But then the ray of light was passed and sweeping down further along the battlefield. He saw it alight in the near distance. Heard the cries of elves, shrill voices in utter agony, before suddenly being silence.

“We must move,” the Shadow Lord said, and gestured into the dark….towards the undead lines.

“But…there is no cover,” Quill said, staring at the open ashlands.

“We must draw close, and destroy that liche relic, or it will consume all of us,” the Prince answered and began a crouch run into the dark without looking back.

“But that is madness!” Quill continued. “Whatever it is is on the other side of the enemy army! We can never reach it!”

“Get moving!” Tanith growled, and shoved the two brothers before him. With a glance at Tim and Layk, but the two were already moving. Tim had to move. He had to. He wanted them destroyed. He wanted to find the liche and bury his hanger into its throat.

And if that didn’t work, he would crush its skull with a rock.

Tanith was right…..

Suddenly the light was up and about again, sweeping across the desert sands.

“It has found us!” Quinn cried out.

He saw the light sweep across the ash, and he had little time to do anything other than watch its fiery passage…

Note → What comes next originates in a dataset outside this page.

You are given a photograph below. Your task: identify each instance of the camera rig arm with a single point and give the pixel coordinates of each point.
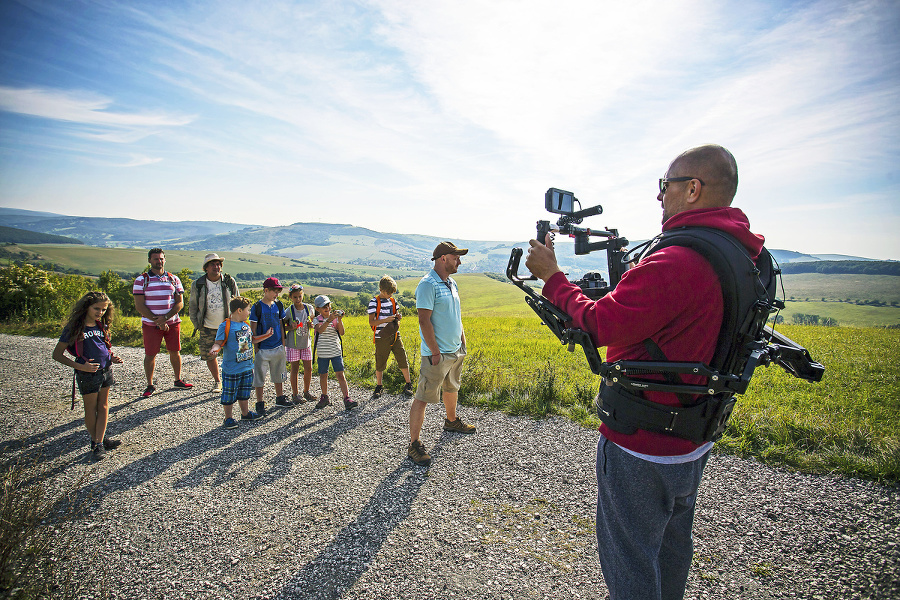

Until it settled upon the Shadow Prince.

***

Throughout the battle, like a great evil eye, a green witchfire had burned in the distant hills. The spectral forms of men, elves and demons could be seen rising in the air above it, circling like moths. Now as the undead army bore down on their position, the Shadow Lord noticed a change in the green light. It flared, and throbbed – almost like a heartbeat – growing so bright in the distance that it dwarfed the stars above. Around the Shadow Lord the color appeared to drain from the world, melting into the barren soil like wax upon a stove. A cold darkness remained. In it, he was alone. Alone except for the bright green flame. It grew closer; or he grew closer to it. Time. Distance. All was lost in that netherspace. All that existed was the blackness. And the flame.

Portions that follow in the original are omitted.